Wallows plays another balancing game between a straightforward chorus and wandering, expansive verses. The repetition of the chorus, with the narrator insisting “I don’t want to talk,” is supplemented by pulling listeners into concrete experiences. Jealousy sparks when the narrator sees his potential ex with a new guy; he’s wearing her “leopard pattern coat,” and she has a “brand new sweatsuit” and “fresh platinum hair.” The narrator ends with a simple: “I watch him stare.” This combination of colorful descriptions with ambiguity is something Wallows does well, highlighted on other hits like “Pleaser” and “Remember When.” The following transition into the chorus is paired with a momentary suspension of sound, which turns this fleeting instant into an infinity — like the seemingly-eternal state of heartbreak. By giving listeners just enough detail, the lyrics allow listeners to interpret the ambiguity in their own way, bringing their own circumstances to the music, creating an almost tangible emotionality that resurfaces again and again with each listen.
Jealousy is brought to the forefront with a expressive bridge — similar to that found in “OK” — where the focus shifts from the ex to her new partner, this “attention grabber,” foregrounding the insecurity that seems to have caused the collapse of the narrator’s relationship. Here, Wallows is reminding us that insecurity persists into adulthood. With much of mainstream music geared towards teenagers and grappling with the feelings that come from the teenage experience, from Lorde’s “Pure Heroine” to Olivia Rodrigo’s “SOUR,” it is easy to believe that all your silly insecurities will simply disappear the minute you graduate from high school. Wallows themselves acknowledge this trend in “1980s Horror Film,” asking, “Why are girls in songs always seventeen?” By instead realizing that “the older I get, I get more insecure,” Wallows’ songs create a space for releasing the pettiness and bitterness that may still linger at a time when you are expected to be more mature. Simply saying “I don’t want to talk” about the issues in a relationship, instead of just ending it, may not be the most effective strategy, but the song allows for these frustrations to be voiced.

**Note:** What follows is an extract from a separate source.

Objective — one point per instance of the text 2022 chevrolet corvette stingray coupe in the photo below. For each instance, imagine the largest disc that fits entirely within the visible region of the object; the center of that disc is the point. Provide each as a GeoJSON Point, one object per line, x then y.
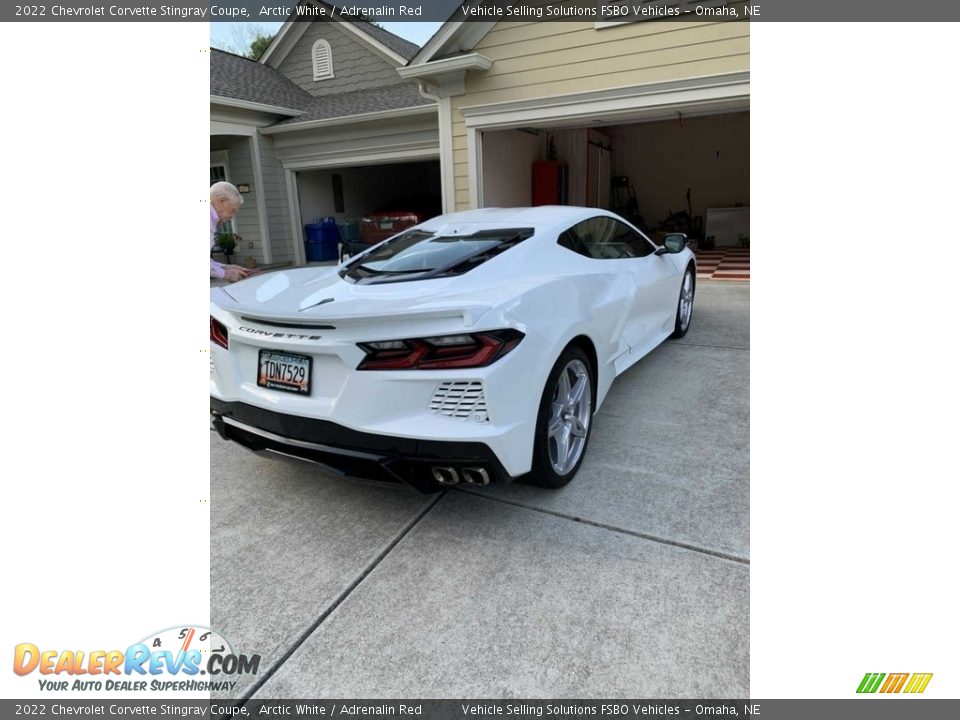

Music is an outlet for inner thoughts to be revealed and for us to hear that others feel how we feel. At a time in my life when I can no longer fully relate to Lorde’s “White Teeth Teens” and find it difficult to reach the emotional level that I feel listening to Olivia Rodrigo’s “drivers license” requires — though I certainly could have belted it at fifteen — Wallows’ “I Don’t Want to Talk” is a refreshing reminder that the transition into adulthood comes with its own struggles, like balancing relationships with grappling with your place in the world. Wallows has not lost the sound that attracted people to their music in the beginning, but they also have not yet shaken off the insecurity that has followed them since 2017.